The jungle drums of architecture land have been beating wildly lately, but this particular song has not come to the attention of the Fish – we had to go out into the wild Wellington suburban landscape, track this one down, snare it with our mighty telephoto lens, and then serve it up here for your delectation. Nom, nom, nom – it’s absolutely tasty.

After all the gloom and doom of the destruction north and south, after the idiot savant utterances of demolition-crazed digger drivers and politicians intent on tearing things down, it’s truly wonderful to yours truly to see this particular construction on the way up. If it is your project – we’d love to hear from you. It is not showing any particular leanings towards any particular style of any particular architect around town that we know of at the Fish, so all we can do is presume that this is some great new adventure form some previously hidden talent – so write to us, whoever you are, and let us in on the secret.
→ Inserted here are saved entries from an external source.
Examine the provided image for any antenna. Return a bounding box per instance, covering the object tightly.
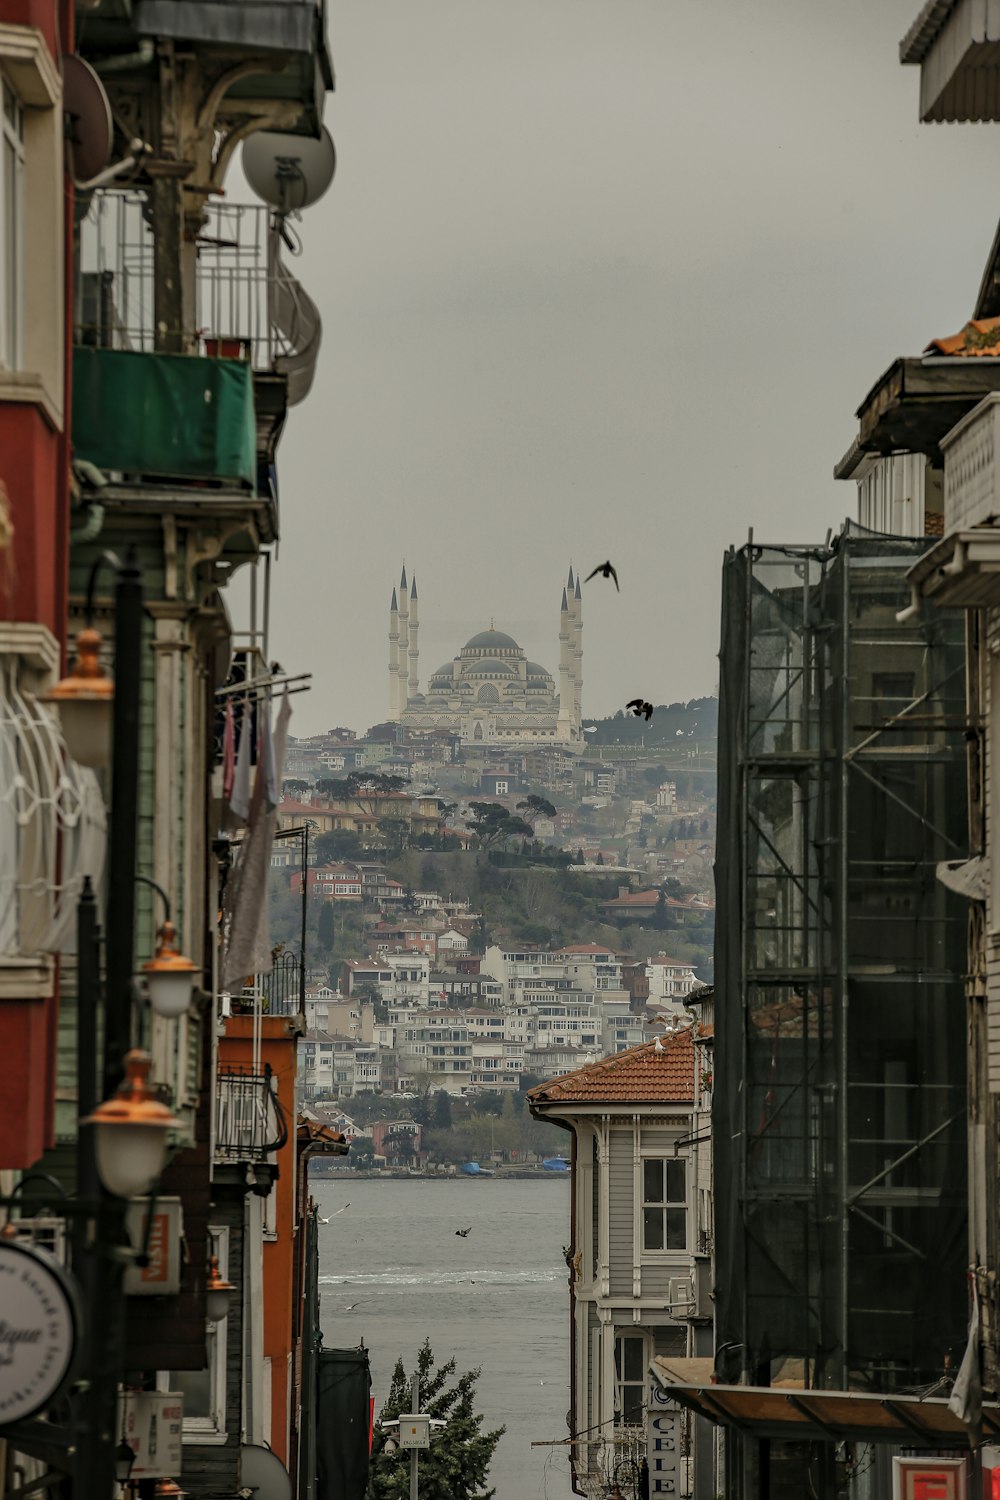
[62,55,112,184]
[242,127,336,213]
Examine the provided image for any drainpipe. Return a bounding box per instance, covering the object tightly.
[93,38,154,74]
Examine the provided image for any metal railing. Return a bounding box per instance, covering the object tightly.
[76,192,320,403]
[215,1063,288,1163]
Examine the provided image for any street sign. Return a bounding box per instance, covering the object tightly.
[120,1390,183,1477]
[0,1235,80,1425]
[893,1456,968,1500]
[124,1197,183,1295]
[398,1414,430,1450]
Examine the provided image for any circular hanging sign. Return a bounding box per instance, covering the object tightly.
[0,1235,80,1425]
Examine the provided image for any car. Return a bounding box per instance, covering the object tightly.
[396,1091,417,1099]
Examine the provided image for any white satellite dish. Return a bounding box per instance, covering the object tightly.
[239,1443,292,1500]
[243,127,336,212]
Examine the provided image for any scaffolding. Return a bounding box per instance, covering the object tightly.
[714,527,969,1420]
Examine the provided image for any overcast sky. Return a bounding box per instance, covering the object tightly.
[247,0,1000,737]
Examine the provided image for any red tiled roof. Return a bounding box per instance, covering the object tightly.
[926,317,1000,357]
[600,889,660,907]
[527,1027,696,1105]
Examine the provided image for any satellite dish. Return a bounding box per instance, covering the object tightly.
[243,127,336,212]
[239,1444,292,1500]
[62,55,112,183]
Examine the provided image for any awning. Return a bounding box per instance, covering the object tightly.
[649,1365,1000,1447]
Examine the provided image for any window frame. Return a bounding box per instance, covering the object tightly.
[613,1330,649,1430]
[0,73,24,370]
[157,1225,230,1443]
[639,1155,687,1255]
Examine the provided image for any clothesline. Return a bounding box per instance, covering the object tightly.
[214,671,312,701]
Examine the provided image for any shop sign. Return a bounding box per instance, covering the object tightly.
[647,1378,680,1495]
[123,1197,183,1295]
[0,1235,79,1425]
[893,1456,968,1500]
[120,1390,183,1477]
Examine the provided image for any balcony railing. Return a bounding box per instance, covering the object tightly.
[76,191,321,405]
[215,1064,288,1164]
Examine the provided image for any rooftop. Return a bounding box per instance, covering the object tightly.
[527,1026,697,1105]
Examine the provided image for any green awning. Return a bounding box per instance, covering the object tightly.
[73,346,256,486]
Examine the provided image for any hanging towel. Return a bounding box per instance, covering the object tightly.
[222,699,236,803]
[229,701,252,824]
[222,692,292,991]
[261,696,279,809]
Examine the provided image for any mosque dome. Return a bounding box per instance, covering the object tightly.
[526,661,553,680]
[463,629,520,653]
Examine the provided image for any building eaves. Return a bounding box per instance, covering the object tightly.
[899,0,958,63]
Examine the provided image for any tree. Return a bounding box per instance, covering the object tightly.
[465,802,510,850]
[315,828,365,863]
[317,900,334,950]
[378,817,410,859]
[433,1090,453,1129]
[283,778,310,798]
[351,1135,375,1169]
[369,1340,504,1500]
[517,794,556,821]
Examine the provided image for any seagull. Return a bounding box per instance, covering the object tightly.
[654,1036,665,1052]
[318,1204,350,1224]
[341,1301,363,1312]
[584,560,619,591]
[455,1227,472,1238]
[626,698,654,721]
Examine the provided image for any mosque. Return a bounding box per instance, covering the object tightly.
[388,566,584,747]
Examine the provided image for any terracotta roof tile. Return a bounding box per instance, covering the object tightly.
[527,1027,697,1105]
[926,317,1000,357]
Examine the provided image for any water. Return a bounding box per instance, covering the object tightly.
[315,1176,575,1500]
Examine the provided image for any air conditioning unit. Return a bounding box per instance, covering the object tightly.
[667,1275,695,1314]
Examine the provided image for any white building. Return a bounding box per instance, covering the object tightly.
[645,955,701,1010]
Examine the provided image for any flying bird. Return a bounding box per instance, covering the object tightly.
[585,561,619,591]
[626,699,654,721]
[455,1227,472,1238]
[340,1301,363,1312]
[318,1204,350,1224]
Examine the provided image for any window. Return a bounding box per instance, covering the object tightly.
[0,76,22,369]
[614,1334,647,1428]
[160,1226,229,1441]
[642,1159,686,1251]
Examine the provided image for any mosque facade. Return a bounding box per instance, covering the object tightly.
[388,566,584,746]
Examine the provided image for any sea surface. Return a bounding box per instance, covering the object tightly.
[315,1175,575,1500]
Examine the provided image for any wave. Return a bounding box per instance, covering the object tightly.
[318,1267,559,1288]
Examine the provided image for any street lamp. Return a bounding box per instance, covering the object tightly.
[205,1251,235,1323]
[137,876,199,1019]
[82,1049,179,1199]
[114,1437,136,1488]
[44,624,115,769]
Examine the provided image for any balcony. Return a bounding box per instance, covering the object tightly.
[214,1063,288,1176]
[73,192,322,529]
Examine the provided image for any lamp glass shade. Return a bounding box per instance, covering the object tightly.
[147,967,195,1018]
[205,1286,231,1323]
[114,1439,135,1485]
[81,1050,179,1199]
[58,694,113,770]
[94,1119,168,1200]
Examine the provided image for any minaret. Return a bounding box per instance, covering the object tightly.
[389,586,400,719]
[408,575,420,700]
[397,565,409,712]
[573,573,583,730]
[557,584,573,737]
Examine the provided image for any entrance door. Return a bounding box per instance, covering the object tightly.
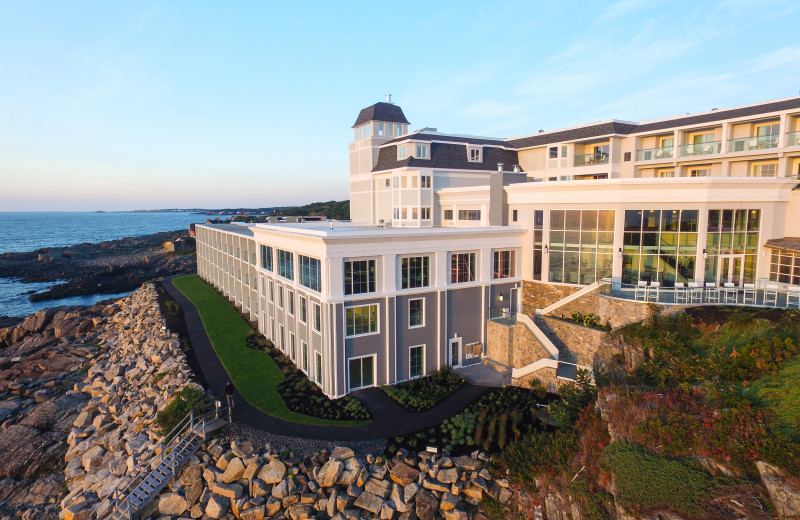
[449,338,462,367]
[718,254,744,285]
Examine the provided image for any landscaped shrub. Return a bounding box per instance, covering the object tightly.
[156,386,208,437]
[381,366,464,411]
[549,369,597,429]
[600,442,713,516]
[497,427,578,481]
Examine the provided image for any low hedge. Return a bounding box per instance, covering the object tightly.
[381,366,464,411]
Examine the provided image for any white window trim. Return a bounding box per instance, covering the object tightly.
[344,303,380,338]
[313,302,322,334]
[409,344,425,379]
[287,289,294,316]
[408,297,425,329]
[301,341,309,374]
[299,296,307,324]
[467,146,482,162]
[269,279,274,302]
[277,284,283,309]
[348,354,377,391]
[315,351,323,386]
[289,332,296,360]
[279,324,285,351]
[400,255,431,290]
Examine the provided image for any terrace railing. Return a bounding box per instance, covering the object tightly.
[729,134,779,152]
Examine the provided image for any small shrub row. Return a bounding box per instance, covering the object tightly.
[245,331,370,421]
[381,366,464,411]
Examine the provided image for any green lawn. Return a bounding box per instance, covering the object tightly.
[746,355,800,440]
[171,274,370,427]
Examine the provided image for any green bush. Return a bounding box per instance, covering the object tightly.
[600,442,712,516]
[156,387,208,437]
[498,428,578,481]
[549,369,597,429]
[381,366,464,411]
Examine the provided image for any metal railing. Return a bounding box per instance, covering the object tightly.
[679,141,721,157]
[573,152,609,166]
[728,134,779,152]
[636,146,673,161]
[598,278,800,309]
[488,306,515,325]
[92,402,231,520]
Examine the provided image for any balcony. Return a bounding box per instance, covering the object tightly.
[636,146,674,162]
[788,131,800,147]
[728,134,779,153]
[573,152,609,167]
[679,141,721,157]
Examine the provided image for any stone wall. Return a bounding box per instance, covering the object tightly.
[486,320,551,370]
[521,281,582,311]
[539,316,607,367]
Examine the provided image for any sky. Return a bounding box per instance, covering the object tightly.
[2,0,800,211]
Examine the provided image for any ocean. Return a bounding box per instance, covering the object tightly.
[0,211,219,318]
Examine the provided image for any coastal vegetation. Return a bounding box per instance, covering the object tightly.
[230,200,350,222]
[171,274,370,426]
[380,366,464,411]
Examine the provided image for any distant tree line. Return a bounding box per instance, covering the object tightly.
[230,200,350,223]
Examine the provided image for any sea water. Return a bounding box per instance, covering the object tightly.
[0,211,218,317]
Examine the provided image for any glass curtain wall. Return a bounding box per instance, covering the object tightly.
[548,210,614,284]
[705,209,759,284]
[622,210,698,286]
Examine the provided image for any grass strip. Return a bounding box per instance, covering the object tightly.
[172,274,370,427]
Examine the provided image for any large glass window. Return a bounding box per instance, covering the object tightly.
[705,209,760,284]
[349,356,375,390]
[493,250,517,279]
[622,209,698,286]
[346,304,378,336]
[451,252,476,283]
[409,298,424,328]
[344,260,376,295]
[549,210,614,284]
[458,210,481,221]
[277,249,294,280]
[533,210,544,281]
[410,345,424,378]
[260,245,273,271]
[299,255,321,292]
[402,256,430,289]
[770,250,800,285]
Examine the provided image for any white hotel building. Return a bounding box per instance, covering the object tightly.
[197,95,800,397]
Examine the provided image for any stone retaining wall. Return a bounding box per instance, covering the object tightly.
[538,317,607,367]
[486,320,550,369]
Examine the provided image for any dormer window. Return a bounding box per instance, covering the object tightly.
[415,144,429,159]
[467,146,482,162]
[398,146,407,160]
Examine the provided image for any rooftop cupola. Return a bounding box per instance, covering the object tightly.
[352,96,410,140]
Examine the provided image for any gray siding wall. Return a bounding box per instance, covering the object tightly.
[446,287,483,362]
[342,297,388,390]
[394,292,439,381]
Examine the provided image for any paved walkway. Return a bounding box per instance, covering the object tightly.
[162,276,490,441]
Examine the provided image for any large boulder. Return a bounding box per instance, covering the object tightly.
[158,493,188,516]
[258,459,287,484]
[389,462,420,487]
[317,460,344,488]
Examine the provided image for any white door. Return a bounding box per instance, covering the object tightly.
[449,338,462,367]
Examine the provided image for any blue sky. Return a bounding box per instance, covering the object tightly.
[2,0,800,211]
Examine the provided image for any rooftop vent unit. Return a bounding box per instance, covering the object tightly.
[497,162,504,173]
[513,164,521,173]
[386,93,392,104]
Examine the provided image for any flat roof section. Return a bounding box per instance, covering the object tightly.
[252,221,525,240]
[197,223,255,237]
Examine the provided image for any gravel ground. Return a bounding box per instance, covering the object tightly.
[227,422,388,458]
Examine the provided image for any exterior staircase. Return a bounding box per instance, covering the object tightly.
[94,407,229,520]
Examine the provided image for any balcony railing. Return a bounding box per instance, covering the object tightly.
[573,152,609,167]
[679,141,721,157]
[788,131,800,147]
[636,146,674,161]
[728,134,779,152]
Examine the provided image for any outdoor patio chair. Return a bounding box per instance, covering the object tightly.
[688,281,703,303]
[722,282,738,304]
[647,281,660,302]
[635,281,648,300]
[764,284,779,307]
[704,282,719,303]
[743,283,756,305]
[675,282,688,303]
[787,286,800,308]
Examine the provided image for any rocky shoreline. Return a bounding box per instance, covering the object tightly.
[0,229,195,308]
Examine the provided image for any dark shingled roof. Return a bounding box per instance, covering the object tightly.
[384,132,509,147]
[505,122,638,149]
[372,142,522,173]
[352,102,410,128]
[765,237,800,254]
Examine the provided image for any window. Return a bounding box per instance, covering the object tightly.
[385,179,391,188]
[344,259,376,295]
[290,332,296,360]
[704,209,760,285]
[416,144,428,158]
[287,289,294,315]
[444,210,453,221]
[458,210,481,221]
[411,176,418,188]
[277,286,283,308]
[345,304,378,336]
[378,122,384,136]
[260,245,273,271]
[551,210,615,285]
[315,352,322,384]
[421,175,431,188]
[410,345,424,378]
[277,249,294,280]
[752,162,777,177]
[451,252,476,283]
[300,297,307,323]
[398,146,407,160]
[279,324,285,351]
[302,342,308,373]
[493,250,516,279]
[299,255,321,292]
[624,152,632,161]
[770,250,800,285]
[313,303,321,333]
[269,280,274,302]
[401,256,430,289]
[409,298,424,328]
[658,169,675,178]
[348,355,375,390]
[421,207,431,220]
[468,147,482,162]
[689,168,710,177]
[549,147,558,159]
[396,125,403,136]
[561,145,568,157]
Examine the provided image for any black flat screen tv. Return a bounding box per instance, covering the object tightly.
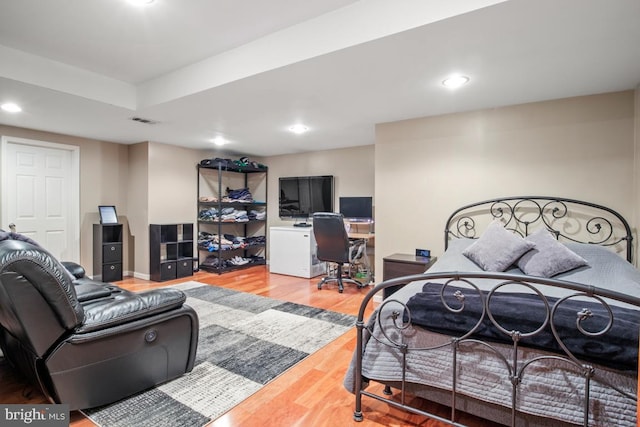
[339,196,373,221]
[279,175,334,219]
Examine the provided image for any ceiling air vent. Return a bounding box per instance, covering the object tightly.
[130,116,159,125]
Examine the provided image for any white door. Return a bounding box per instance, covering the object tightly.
[1,136,80,262]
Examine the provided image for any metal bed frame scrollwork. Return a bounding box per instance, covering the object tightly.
[444,196,633,261]
[352,196,639,427]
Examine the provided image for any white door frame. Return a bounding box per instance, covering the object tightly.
[0,136,81,262]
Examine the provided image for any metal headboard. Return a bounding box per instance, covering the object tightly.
[444,196,633,263]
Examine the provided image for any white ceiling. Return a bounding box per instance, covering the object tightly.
[0,0,639,157]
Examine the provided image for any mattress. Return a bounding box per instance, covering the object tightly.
[344,239,639,426]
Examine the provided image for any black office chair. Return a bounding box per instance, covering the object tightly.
[312,212,365,293]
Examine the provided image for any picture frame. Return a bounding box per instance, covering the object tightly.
[98,205,118,224]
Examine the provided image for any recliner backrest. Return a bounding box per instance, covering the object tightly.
[0,240,84,357]
[313,212,351,264]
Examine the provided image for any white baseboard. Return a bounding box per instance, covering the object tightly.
[132,271,150,280]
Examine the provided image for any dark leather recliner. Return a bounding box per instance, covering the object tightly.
[0,239,199,410]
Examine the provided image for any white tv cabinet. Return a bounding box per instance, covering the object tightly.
[269,226,326,278]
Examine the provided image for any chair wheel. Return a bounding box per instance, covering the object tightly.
[318,284,322,290]
[339,289,344,293]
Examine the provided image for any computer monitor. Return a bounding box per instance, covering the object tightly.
[339,197,373,221]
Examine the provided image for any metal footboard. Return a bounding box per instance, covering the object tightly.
[352,272,640,427]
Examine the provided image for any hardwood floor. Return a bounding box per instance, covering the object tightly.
[0,266,497,427]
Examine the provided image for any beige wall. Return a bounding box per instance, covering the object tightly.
[264,145,375,276]
[128,145,374,278]
[375,90,636,276]
[134,142,204,278]
[3,89,637,282]
[0,125,131,274]
[0,128,210,278]
[265,145,375,227]
[127,142,149,277]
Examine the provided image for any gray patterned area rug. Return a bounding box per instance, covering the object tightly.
[82,281,355,427]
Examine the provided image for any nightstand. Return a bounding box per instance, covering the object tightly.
[382,253,438,298]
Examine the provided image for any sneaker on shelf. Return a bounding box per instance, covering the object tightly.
[227,256,246,266]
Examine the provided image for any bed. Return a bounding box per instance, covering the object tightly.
[344,196,640,426]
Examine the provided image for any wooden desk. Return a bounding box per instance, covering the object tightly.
[346,219,374,242]
[345,220,374,226]
[345,221,373,236]
[348,232,374,241]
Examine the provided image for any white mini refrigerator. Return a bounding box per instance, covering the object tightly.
[269,226,326,278]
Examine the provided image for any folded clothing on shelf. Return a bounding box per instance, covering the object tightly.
[249,209,266,220]
[198,196,218,202]
[225,187,253,202]
[198,232,265,251]
[199,207,264,223]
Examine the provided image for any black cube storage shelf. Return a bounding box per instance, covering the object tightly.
[150,223,195,282]
[93,223,123,282]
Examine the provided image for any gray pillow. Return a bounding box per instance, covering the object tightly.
[462,220,535,272]
[517,228,588,277]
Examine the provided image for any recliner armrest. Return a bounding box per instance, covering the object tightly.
[73,279,114,302]
[78,288,188,333]
[62,261,85,279]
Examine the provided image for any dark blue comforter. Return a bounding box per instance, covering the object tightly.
[405,283,639,371]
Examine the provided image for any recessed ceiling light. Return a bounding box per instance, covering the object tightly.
[210,136,229,146]
[1,102,22,113]
[442,75,470,89]
[289,124,309,134]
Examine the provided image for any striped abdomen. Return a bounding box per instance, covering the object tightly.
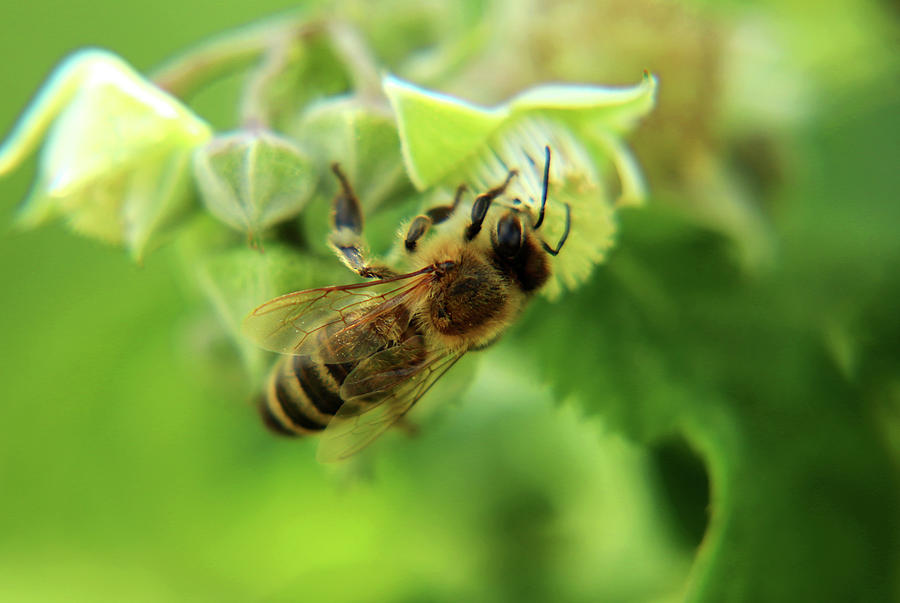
[260,321,427,436]
[260,355,355,435]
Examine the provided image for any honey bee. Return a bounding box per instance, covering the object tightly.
[243,146,570,462]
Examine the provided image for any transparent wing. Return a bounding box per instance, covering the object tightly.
[316,346,466,463]
[242,266,435,363]
[339,335,430,399]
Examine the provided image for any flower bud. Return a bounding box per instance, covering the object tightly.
[288,97,406,210]
[192,130,315,238]
[0,49,213,259]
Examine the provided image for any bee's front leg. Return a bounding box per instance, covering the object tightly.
[328,163,395,279]
[465,169,517,241]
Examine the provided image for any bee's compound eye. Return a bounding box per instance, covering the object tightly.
[496,213,523,258]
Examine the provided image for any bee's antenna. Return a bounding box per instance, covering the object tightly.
[533,145,551,230]
[540,203,571,256]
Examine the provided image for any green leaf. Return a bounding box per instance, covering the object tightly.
[193,130,316,238]
[509,199,900,601]
[194,243,327,380]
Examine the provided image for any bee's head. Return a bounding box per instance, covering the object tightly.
[466,146,570,262]
[494,211,525,260]
[488,209,551,294]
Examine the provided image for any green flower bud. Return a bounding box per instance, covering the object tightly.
[192,130,315,239]
[288,97,407,211]
[0,48,213,260]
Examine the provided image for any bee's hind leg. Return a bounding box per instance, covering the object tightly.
[393,416,420,438]
[403,183,468,252]
[329,163,395,279]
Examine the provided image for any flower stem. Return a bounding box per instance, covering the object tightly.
[149,11,316,98]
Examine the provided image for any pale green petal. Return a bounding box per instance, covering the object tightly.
[589,127,648,208]
[1,48,212,258]
[0,49,114,175]
[123,148,197,260]
[383,74,507,189]
[508,71,658,132]
[385,72,656,192]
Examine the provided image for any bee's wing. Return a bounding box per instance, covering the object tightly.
[316,344,465,463]
[243,267,434,363]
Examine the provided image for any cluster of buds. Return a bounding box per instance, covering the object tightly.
[0,14,656,365]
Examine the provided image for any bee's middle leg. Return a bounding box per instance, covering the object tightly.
[403,183,468,252]
[329,163,394,279]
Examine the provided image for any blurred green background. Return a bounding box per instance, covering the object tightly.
[1,1,898,602]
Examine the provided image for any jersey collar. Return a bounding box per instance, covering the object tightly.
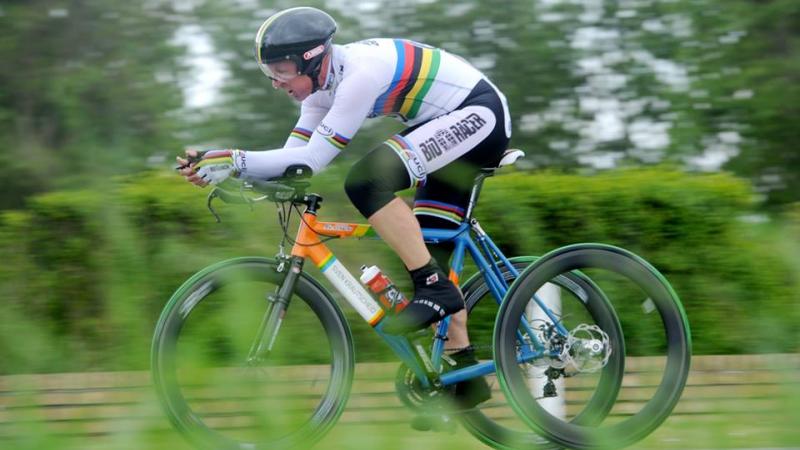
[320,45,342,91]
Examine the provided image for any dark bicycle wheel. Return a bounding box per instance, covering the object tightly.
[151,257,354,450]
[494,245,691,449]
[458,258,625,450]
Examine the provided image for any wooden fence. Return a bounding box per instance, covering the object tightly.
[0,354,798,439]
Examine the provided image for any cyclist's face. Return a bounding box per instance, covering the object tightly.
[268,61,312,101]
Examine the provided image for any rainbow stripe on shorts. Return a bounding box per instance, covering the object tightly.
[413,200,466,225]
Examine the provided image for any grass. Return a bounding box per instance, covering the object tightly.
[2,374,799,450]
[5,413,799,450]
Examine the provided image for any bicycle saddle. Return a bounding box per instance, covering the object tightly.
[477,148,525,178]
[496,148,525,168]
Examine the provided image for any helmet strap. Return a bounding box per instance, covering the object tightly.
[310,69,322,93]
[308,52,332,93]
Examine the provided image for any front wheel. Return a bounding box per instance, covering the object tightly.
[495,245,691,449]
[151,257,355,450]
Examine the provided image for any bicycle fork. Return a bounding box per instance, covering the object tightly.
[246,256,305,364]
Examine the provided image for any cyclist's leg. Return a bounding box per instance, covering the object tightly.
[412,167,497,409]
[344,132,465,335]
[412,178,472,350]
[345,80,509,335]
[343,128,429,270]
[407,79,510,406]
[409,80,511,334]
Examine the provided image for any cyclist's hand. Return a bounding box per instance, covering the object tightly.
[177,149,239,187]
[176,150,202,185]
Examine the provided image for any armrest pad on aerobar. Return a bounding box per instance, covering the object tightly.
[283,164,313,179]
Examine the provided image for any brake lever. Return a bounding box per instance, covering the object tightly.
[207,189,222,223]
[175,153,203,171]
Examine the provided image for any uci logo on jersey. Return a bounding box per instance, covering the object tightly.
[317,122,334,136]
[401,149,426,183]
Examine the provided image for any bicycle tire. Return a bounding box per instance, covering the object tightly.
[151,257,355,450]
[458,258,625,450]
[494,244,691,449]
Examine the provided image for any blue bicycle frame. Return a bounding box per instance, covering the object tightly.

For the last 10-20 years, architects have been doing the boxy thing. Yes, it was all very clever once, but really: I’m over it, even when it is done really really well. But this is a new move away form boxy into something more organic, more wild 60s acid trip, more Flash Gordon and the house of the Future. It’s got the potential to be Austin Powers but without the bad teeth and the monster nose. It is, I’m happy to say, shagadelic.

While it looks so ethereally eggy, poised in the slipstream, wind wafting through, in reality it is not going to stay as beautifully hollow and shell-like as it is now. There is, of course, every chance that the designer or builder could yet stuff this one up with poor detailing. The crisp white shell will stay in its pristine, virginal state, but the aperture that we see through will be filled shortly with wall, and I’m guessing that while it will be all glass out to the view, the street will get a more blanked out facade. The mechanics of adhering a sliced egg to the side of a crumbling hillside deserve a medal in itself – and the sheer chutzpah and ribald bravura of the project gets my vote for a gold medal at the Olympics any day.

I’ve got to say – I’m absolutely chuffed. If this isn’t the lovechild of Austin Powers and Ming the Merciless, then I’ll eat my hat.